I don’t know if other cities have it, but Delhi has a tradition of organising rain dances in the hot summer months, mostly at clubs — though if you have a lawn large enough, anyone should be able to do it since all it requires is stringing up a web of pipes overhead that act as shower heads, a dance floor below, some high wattage music, and of course, a generous bar. Twice a year, our club manages to pull it off, though it has been unlucky on several occasions because the artificial rain has coincided with thunderstorms and real rain, robbing the dance of some of its romance and sending party-goers fleeing inwards, since food, or snacks, or even sitting around in the actual rain is hardly an option.

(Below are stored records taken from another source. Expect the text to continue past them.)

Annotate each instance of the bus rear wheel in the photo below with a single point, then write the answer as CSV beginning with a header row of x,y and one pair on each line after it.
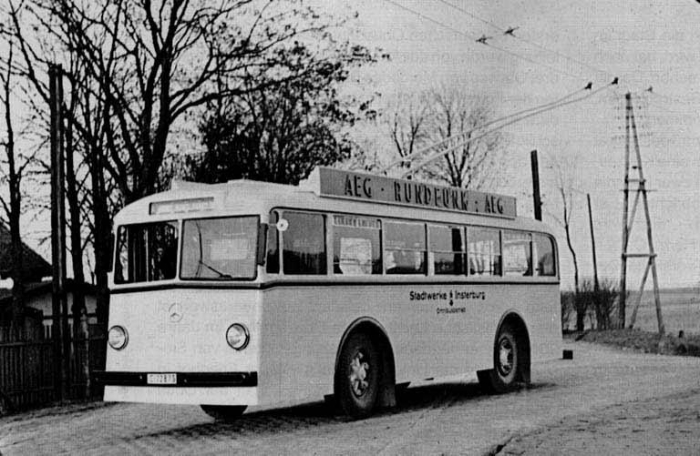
x,y
358,376
227,413
508,363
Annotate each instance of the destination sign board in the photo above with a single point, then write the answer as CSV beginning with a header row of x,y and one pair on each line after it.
x,y
381,189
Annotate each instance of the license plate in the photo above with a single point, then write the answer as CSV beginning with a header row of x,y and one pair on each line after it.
x,y
161,379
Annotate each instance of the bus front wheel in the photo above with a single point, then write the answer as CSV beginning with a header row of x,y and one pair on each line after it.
x,y
508,360
227,413
358,375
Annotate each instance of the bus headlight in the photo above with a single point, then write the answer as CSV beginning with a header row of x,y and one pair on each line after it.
x,y
117,337
237,336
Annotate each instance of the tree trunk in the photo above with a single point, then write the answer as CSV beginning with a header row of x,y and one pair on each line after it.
x,y
81,330
13,213
102,243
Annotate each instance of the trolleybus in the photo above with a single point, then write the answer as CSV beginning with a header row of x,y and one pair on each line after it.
x,y
248,293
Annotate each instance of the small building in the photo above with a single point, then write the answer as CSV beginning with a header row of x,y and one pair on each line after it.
x,y
38,289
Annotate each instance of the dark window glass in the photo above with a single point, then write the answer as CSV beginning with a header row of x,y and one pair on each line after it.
x,y
484,251
517,253
544,248
303,243
273,254
146,253
405,250
446,249
219,248
356,245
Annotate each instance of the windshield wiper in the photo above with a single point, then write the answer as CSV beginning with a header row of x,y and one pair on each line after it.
x,y
221,275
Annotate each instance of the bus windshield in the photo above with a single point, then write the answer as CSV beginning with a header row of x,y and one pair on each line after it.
x,y
146,252
219,248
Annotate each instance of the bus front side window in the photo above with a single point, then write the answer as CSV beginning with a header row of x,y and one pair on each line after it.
x,y
303,243
544,247
146,253
356,245
517,253
219,248
446,249
484,251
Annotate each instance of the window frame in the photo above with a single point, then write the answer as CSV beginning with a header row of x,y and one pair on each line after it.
x,y
280,240
426,268
181,249
116,258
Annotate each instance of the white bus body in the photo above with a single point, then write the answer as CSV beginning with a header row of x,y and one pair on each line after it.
x,y
426,325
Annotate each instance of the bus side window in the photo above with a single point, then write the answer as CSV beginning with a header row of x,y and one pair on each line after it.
x,y
484,251
356,245
272,263
304,244
446,249
517,253
405,251
544,249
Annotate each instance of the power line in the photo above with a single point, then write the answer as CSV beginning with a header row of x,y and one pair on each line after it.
x,y
518,119
510,32
472,38
482,126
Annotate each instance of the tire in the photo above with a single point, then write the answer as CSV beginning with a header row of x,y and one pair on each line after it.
x,y
227,413
358,375
508,363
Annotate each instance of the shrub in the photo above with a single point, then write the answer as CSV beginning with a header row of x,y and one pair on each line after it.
x,y
596,309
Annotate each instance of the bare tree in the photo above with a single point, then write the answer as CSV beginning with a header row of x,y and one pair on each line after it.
x,y
565,181
473,164
14,169
417,122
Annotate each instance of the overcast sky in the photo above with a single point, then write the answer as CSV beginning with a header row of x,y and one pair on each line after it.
x,y
560,46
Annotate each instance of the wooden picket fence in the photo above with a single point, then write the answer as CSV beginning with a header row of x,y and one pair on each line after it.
x,y
27,371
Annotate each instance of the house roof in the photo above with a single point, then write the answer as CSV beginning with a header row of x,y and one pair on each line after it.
x,y
34,266
38,288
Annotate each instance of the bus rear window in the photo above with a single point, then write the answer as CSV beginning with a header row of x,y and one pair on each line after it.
x,y
146,253
219,248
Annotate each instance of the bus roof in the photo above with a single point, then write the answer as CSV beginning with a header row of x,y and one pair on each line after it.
x,y
330,190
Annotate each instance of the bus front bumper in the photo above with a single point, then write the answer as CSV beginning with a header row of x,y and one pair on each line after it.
x,y
224,388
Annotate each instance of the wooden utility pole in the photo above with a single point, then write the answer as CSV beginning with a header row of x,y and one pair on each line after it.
x,y
537,199
628,221
596,285
58,252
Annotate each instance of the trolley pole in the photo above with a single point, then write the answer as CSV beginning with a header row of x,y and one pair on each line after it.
x,y
537,200
58,217
596,285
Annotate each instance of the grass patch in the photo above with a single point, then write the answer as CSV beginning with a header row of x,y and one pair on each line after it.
x,y
643,341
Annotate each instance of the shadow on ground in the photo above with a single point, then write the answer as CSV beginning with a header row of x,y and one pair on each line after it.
x,y
293,419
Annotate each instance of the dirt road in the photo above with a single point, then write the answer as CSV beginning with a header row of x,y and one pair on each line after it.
x,y
605,401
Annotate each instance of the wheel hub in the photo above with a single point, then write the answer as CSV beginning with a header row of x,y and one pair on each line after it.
x,y
359,371
505,357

Despite several unseasonal storms in the capital this year, the club managed to pull off both its rain dance nights with aplomb, though in case you think I’m a rain dance junkie, it was only the second of the events for which I rallied together a group of friends, and the children their considerably larger group of friends. If you’re a rain dance virgin, you might think of it as something decadent, and even though there’s a little of the pagan about it, it’s really nothing more than Holi without the colour but with as much water as you might like.
Because we’ve been doing it for some years now, our state of preparation is well documented — towels to rub your hair dry with, a change of clothes for when you’re really drenched, separate plastic Ziplocs for the money, the watches and the mobile phones, and bedsheets to spread across the car seats to avoid getting them damp and smelly. On arrival, chairs and tables are hastily reserved, fans bagged and turned towards the tables, rupees exchanged for coupons with which to buy food and beverages, some surly spoilsport identified to keep vigil over bags and flip-flops and cellphones because he or she won’t dance in or outside the circle of artificial rain, and the cribbers who’ll wonder aloud if it’s the same water that is falling down over everybody that keeps getting circulated over and over again…

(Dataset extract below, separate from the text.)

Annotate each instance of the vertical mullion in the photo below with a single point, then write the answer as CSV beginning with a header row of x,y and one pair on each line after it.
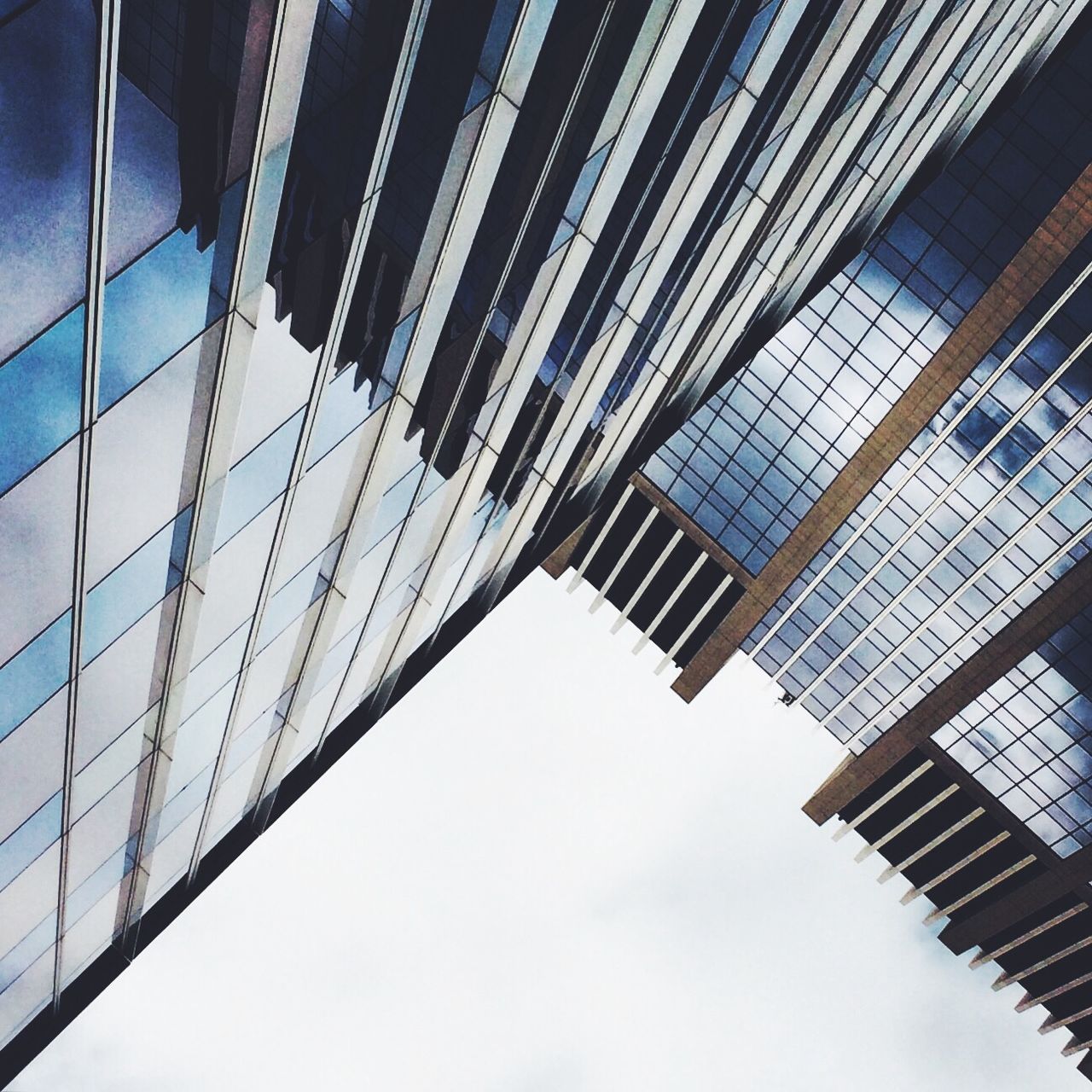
x,y
106,83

For all the suggestions of barbaric hedonism, this year’s rain dance was a fairly sedate affair. For starters, no woman in our group wore a white shirt, then complained that the water made it transparent. Nobody got drunk either, or threw up, or cracked dirty jokes, or was unpleasant with the management. The girls went off dancing, and when we saw them next, the music was winding down, the showers running dry, and all they wanted was a lot of food — I can vouch for it that dancing in the rain can leave you cold, exhausted and hungry! The boys appeared more interesting in counting the number of bottles of beer they could down, and ogling the girls, but since no one seemed to mind, even that was okay.
Unlike previous years, or was that at Holi, not one of our friends decided to entertain people by changing in public. There were no accusations of dirty dancing; no one danced on the chairs or tables either. No one attempted cabarets to amuse the non-dancers. Most of the women managed to hold on to their coiffed hair; most men got away with getting just their toes wet, but kept their humour and dry clothes on. “We are truly a cosmopolitan lot,” I addressed my wife later at home, “everyone’s behaviour was exemplary.” “It’s true,” agreed my wife, “the rain dance has become so boring, no one bothers to misbehave any more. I suppose we will now have to find something else to keep the level of excitement in Delhi going.”